Still, calling interaction with the hearing a deaf person’s “only” difficulty is a bit of a mischaracterization – they live every day of their lives in a culture built by and for hearing people who communicate through sound. If they’re lucky enough to live in a town of any size they will have access to a community of other deaf people to communicate with, but otherwise virtually everyone they meet, from cashiers to judges to mothers to friends, will not understand them or be understood by them. Also, because most of the social and emotional aspects of human communication are non-verbal and visual, they will be able to pick up on the annoyance, confusion, impatience, or pity in hearing people they try to communicate with.


This is unfortunate because no matter how competent a person is otherwise, a stumbling block this size can have drastic effects on their self-esteem and confidence, and once those are taken away self determination becomes almost impossible. Almost impossible and completely impossible aren’t the same however, and the Partnership is one of many groups across the country that offers services to help deaf people find employment, live independently, and regain and maintain confidence in their own abilities.

One such case is Olga Olegovna Sidlinskiy, a 17-year old daughter of a family of Russian immigrants, and one of nine children. She is the only member of her family who is deaf but even so, when her father became unemployed and her working-age siblings got jobs to support the family, Olga – who had never worked before - decided that it was only right to pitch in.
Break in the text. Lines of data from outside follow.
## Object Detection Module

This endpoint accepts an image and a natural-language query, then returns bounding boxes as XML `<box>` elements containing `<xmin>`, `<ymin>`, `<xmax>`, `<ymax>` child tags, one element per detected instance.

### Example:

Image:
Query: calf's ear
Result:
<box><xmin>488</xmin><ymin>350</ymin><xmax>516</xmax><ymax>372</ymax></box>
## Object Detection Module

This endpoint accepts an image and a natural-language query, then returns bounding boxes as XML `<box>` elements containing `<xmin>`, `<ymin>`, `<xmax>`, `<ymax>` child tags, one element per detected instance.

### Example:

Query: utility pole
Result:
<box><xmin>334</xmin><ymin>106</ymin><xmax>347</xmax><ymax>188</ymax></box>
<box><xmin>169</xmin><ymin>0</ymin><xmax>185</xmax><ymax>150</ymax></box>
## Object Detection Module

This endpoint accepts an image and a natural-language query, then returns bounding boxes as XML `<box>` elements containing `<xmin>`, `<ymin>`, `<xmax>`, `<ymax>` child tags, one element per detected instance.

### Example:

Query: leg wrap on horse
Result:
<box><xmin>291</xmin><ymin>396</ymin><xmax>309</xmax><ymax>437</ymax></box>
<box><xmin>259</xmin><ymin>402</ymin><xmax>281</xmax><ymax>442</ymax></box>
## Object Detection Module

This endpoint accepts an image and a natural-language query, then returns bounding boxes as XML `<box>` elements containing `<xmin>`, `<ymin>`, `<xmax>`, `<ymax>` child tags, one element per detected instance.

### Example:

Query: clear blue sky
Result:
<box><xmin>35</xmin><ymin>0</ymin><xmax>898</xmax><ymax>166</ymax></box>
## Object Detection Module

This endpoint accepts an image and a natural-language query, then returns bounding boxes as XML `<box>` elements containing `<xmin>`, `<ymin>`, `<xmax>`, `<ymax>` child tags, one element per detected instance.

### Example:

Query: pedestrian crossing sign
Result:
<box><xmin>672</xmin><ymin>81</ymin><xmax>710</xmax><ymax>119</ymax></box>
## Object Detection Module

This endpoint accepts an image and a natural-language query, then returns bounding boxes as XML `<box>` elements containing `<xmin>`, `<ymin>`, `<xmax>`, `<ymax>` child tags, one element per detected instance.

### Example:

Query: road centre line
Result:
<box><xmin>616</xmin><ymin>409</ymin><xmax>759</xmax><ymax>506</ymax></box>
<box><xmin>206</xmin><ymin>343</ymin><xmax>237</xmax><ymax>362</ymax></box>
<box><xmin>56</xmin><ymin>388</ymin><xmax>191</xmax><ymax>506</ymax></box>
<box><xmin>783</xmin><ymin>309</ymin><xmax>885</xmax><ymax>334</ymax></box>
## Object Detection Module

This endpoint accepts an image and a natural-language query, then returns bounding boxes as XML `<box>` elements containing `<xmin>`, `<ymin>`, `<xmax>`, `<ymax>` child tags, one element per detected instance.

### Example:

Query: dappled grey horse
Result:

However, she wasn’t sure what to do or how to do it until a staff member at the Harvest Christian Academy for the Deaf in Ringgold directed her to Sharon Bryant and the Partnership’s deaf services program.

It’s important to remember that deaf services, just like all of the Partnership’s other programs, works first and foremost to make it so that people won’t "need" help – empowering people to build better lives again. It would probably be easier (and cheaper) to hand people like Olga a proverbial fish and send them on their way, but they need to be fed for the rest of their lives. So Sharon opened her tackle box and got to work.

She helped Olga put together a resume, explained how the interview process works, and helped facilitate communication between Olga and her potential employers. Olga then went on, despite the abysmal state of the job market, to find work at an Olive Garden where her manager has nothing but praise for her and she is actually teaching her coworkers some signing. Like the other 36+ clients Sharon has helped in her two and a half years with the Partnership, Olga now has more than a job. She has something that most of the rest of us take advantage of every day: self determination.

*Speaking slower and louder works about as well on a deaf person as it does on, say, a Parisian, and it generally elicits the same reaction.